Ne Me Laisse Pas L'aimer

Ouvindo: Brigitte Bardot
Lendo: Chanel - Seu estilo, sua vida
Observação: Já viu que vai ser mais um post feminista, né?

Boa notícia (para quem achar que é uma boa notícia =P)! Devido à louca grade da faculdade, vou me comprometer a escrever pelo menos 1 post por semana! (Pra quem ficou tanto tempo sem dar as teclas, já é lucro... Deixa eu me organizar, poxa! ahahahha)

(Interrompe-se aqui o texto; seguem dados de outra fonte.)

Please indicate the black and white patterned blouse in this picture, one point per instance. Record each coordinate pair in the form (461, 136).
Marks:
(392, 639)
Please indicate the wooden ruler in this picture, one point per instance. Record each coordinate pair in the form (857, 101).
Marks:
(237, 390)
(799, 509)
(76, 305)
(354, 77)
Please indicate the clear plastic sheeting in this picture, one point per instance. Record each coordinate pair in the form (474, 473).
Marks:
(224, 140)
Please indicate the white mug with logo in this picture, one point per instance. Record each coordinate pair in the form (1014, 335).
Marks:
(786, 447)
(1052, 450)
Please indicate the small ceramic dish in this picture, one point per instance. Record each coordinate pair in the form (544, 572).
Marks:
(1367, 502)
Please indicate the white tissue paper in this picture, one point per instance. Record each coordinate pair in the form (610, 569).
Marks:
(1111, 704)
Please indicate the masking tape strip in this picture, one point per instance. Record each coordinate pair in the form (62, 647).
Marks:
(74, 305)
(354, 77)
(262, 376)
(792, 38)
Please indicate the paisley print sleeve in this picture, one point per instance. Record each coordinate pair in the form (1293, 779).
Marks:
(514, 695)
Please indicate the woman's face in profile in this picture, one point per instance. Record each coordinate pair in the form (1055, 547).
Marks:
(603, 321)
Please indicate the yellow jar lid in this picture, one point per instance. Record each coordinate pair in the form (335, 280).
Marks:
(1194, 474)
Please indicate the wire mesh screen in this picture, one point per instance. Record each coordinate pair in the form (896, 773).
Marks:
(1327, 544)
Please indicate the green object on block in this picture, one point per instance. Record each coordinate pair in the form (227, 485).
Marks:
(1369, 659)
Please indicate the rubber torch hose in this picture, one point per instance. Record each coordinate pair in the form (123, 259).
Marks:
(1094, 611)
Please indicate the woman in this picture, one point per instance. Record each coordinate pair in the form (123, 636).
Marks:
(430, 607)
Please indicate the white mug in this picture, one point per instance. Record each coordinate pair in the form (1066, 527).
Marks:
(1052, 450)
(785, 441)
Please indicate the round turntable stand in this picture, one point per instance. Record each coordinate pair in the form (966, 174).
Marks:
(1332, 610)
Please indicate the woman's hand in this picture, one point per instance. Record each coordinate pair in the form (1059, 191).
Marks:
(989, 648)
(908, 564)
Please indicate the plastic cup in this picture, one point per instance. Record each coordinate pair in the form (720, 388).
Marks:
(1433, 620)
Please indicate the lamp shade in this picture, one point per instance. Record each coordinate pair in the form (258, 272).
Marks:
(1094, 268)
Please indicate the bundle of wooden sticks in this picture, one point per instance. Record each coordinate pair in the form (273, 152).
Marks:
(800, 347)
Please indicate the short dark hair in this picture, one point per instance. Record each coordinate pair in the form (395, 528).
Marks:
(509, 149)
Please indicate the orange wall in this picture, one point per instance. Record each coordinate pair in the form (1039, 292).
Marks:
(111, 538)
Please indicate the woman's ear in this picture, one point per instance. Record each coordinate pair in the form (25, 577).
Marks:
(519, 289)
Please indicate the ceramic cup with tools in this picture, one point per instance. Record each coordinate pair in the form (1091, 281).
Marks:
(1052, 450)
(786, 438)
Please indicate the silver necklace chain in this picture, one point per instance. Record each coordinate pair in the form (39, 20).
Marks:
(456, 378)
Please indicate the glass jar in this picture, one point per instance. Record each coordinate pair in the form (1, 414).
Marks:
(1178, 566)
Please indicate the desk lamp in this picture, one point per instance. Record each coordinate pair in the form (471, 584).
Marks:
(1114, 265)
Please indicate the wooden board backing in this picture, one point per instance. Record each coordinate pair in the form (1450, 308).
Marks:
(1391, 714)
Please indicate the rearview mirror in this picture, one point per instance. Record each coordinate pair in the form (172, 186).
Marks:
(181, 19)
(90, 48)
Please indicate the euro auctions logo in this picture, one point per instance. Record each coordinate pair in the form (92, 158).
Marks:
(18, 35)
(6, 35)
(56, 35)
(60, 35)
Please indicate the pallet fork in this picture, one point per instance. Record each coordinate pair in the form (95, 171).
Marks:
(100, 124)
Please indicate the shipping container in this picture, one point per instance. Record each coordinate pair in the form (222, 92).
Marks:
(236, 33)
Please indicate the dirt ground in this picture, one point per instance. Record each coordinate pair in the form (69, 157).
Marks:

Durante a semana li uma notícia interessante aqui no Estadão: A briga da Heineken e da Budweiser pelo mercado brasileiro. Isso não é surpresa nenhuma, já que teremos Copa, Olimpíadas, shows de artistas decadentes internacionais, e todo mundo sabe que brasileiro é fã de cerveja, bundas e gastos.
Que eu não sou fã de comerciais de cerveja nacionais voce já deve ter notado. As coisas têm melhorado (não em relação ao meu gosto. Digo em relação aos comerciais =P), mas ainda sim é uma bandeira machista que deve ser queimada em praça pública (não gasto um soutien pelo machismo). E com essa popularização das cervejas internacionais, será que a tendência é que essas marcas tragam sua identidade para o Brasil? Eu espero que sim!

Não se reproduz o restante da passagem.